Which checker you want is dictated by *what you gauged*: a plain Spin structure + a
discrete ℤₙ → `spin_zn`; a gauged U(1) (so spacetime is Spin^c) → `spinc_zn`; a ℤ₄
whose ℤ₂ is fermion parity (Spin^{ℤ₄}) → `topological_superconductor` (put a gravitino
in as `spin=Fraction(3, 2)`); a non-abelian gauge group → check `is_anomaly_free(...)`
first (a vanishing bordism group means no Dai-Freed anomaly at all).

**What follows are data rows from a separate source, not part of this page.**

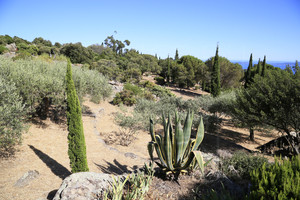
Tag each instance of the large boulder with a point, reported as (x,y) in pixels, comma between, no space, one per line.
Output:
(84,186)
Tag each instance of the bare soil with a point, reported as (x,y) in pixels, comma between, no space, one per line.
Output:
(45,146)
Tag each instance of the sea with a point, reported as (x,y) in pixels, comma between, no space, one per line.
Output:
(280,64)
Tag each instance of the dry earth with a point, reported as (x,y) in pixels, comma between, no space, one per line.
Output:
(44,149)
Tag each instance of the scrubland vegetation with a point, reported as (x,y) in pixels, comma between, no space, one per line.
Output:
(33,84)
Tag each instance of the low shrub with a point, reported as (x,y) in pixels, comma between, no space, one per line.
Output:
(2,49)
(241,164)
(280,180)
(39,82)
(12,117)
(125,97)
(134,88)
(160,80)
(134,186)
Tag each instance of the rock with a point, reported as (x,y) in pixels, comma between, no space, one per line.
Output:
(84,186)
(27,178)
(130,155)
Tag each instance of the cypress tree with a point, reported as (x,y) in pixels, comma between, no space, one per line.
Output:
(215,76)
(258,69)
(263,71)
(176,55)
(248,73)
(77,149)
(169,71)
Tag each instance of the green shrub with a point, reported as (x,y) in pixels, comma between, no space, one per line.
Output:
(134,88)
(175,149)
(136,185)
(243,163)
(280,180)
(76,141)
(37,81)
(2,49)
(11,118)
(160,80)
(125,97)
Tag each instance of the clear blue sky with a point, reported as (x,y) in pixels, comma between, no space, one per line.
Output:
(194,27)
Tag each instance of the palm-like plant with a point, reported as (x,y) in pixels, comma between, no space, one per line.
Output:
(176,150)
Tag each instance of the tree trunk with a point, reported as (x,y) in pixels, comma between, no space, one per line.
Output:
(251,134)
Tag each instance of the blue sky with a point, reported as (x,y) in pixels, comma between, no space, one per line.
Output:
(194,27)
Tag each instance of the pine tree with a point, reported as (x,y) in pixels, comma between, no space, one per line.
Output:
(77,148)
(176,55)
(263,71)
(248,73)
(258,69)
(215,76)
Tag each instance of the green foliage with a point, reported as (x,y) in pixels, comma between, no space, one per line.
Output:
(175,149)
(230,74)
(160,80)
(243,163)
(280,180)
(77,53)
(36,80)
(77,148)
(125,97)
(215,76)
(136,185)
(273,100)
(2,49)
(12,116)
(134,88)
(6,39)
(248,74)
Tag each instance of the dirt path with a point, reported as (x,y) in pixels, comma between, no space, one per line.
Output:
(45,148)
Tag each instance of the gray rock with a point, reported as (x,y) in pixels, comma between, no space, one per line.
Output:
(130,155)
(84,186)
(27,178)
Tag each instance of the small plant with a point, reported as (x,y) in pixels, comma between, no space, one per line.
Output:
(176,150)
(280,180)
(241,164)
(136,185)
(123,137)
(125,97)
(77,148)
(160,80)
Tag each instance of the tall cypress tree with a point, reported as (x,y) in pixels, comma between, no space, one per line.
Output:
(263,70)
(248,73)
(215,76)
(77,148)
(176,55)
(258,69)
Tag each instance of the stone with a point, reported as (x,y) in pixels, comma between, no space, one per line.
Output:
(27,178)
(85,186)
(130,155)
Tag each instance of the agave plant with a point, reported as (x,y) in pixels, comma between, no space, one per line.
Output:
(176,150)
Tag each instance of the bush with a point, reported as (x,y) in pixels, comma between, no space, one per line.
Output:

If your case isn't covered by a canned checker, drop to the engine and evaluate `η`
directly on the relevant generator — e.g. a ℤₙ Spin fermion of charge `s` on the lens
space `L^k(n)` is `eta_spin_lens(s, n, k)`, a general spherical space form
`S^{2k-1}/τ(G)` is `eta_general(...)` — then require the spectrum sum to be
`≡ 0 (mod 1)`.

## Reproducing the paper

```python
from daifreed import models
from daifreed.bordism import is_anomaly_free
from daifreed.conditions import local_u1, z3_triality
from daifreed.topological_sc import topological_superconductor
from daifreed.eta import eta_spinc_lens
import sympy as sp

# --- The Standard Model and GUTs are Dai-Freed anomaly-free (§3.4) ----------
assert is_anomaly_free("SU(5)")     # Ω₅^Spin(BSU(5)) = 0
assert is_anomaly_free("Spin(10)")  # ... hence the SM (⊂ SU(5)) too

# X = -2Y + 5(B-L) is a local-anomaly-free U(1) (Σq = Σq³ = 0), which forces
# the number of fermions per generation to be a multiple of 16 (§4.3):
sm = models.standard_model(generations=1)
assert sm.total_multiplicity() == 16
assert local_u1(sm, "X").is_free

# --- Topological superconductor: 16 fermions ⇒ mod-16 anomaly-free ----------
assert topological_superconductor(sm, "Z4").is_free          # SM: 16 Majorana fermions
assert topological_superconductor(models.mssm(1), "Z4").is_free  # MSSM: 16+12+4=32

# --- Baryon triality has a mod-9 anomaly, needs 3 generations (§4.2) --------
assert not z3_triality(models.baryon_triality(1)).is_free     # one generation: anomalous
assert z3_triality(models.baryon_triality(3)).is_free         # three generations: OK

# --- η(L¹(n)) = -s/n mod 1  (Bahri-Gilkey, eq. 2466) ------------------------
assert eta_spinc_lens(2, 1, 5, 1) == sp.Rational(3, 5)        # = -2/5 mod 1
```

## Testing

```bash
uv run pytest
```

The suite reproduces each headline claim of the paper: SM/GUT anomaly-freedom,
the baryon-triality mod-9 anomaly and its 3-generation cancellation, the
Standard-Model / MSSM mod-16 count, the `η(L¹(n)) = -s/n` identity, the agreement
of the closed-form `spin_zn` conditions with the two bordism generators
`L³(n)` and `K3 × L¹(n)`, and the Ibañez–Ross counterexample (eq. 2498) that
satisfies Ibañez–Ross but fails the stronger Dai-Freed conditions.

## Scope

The library covers the exact η-invariant engine, the closed-form conditions, the
tabulated bordism groups, and a *documented* Atiyah–Hirzebruch computation for
`BSU(n)`. A fully general spectral-sequence engine (arbitrary `BG`) is out of
scope — those computations are done by hand in the paper.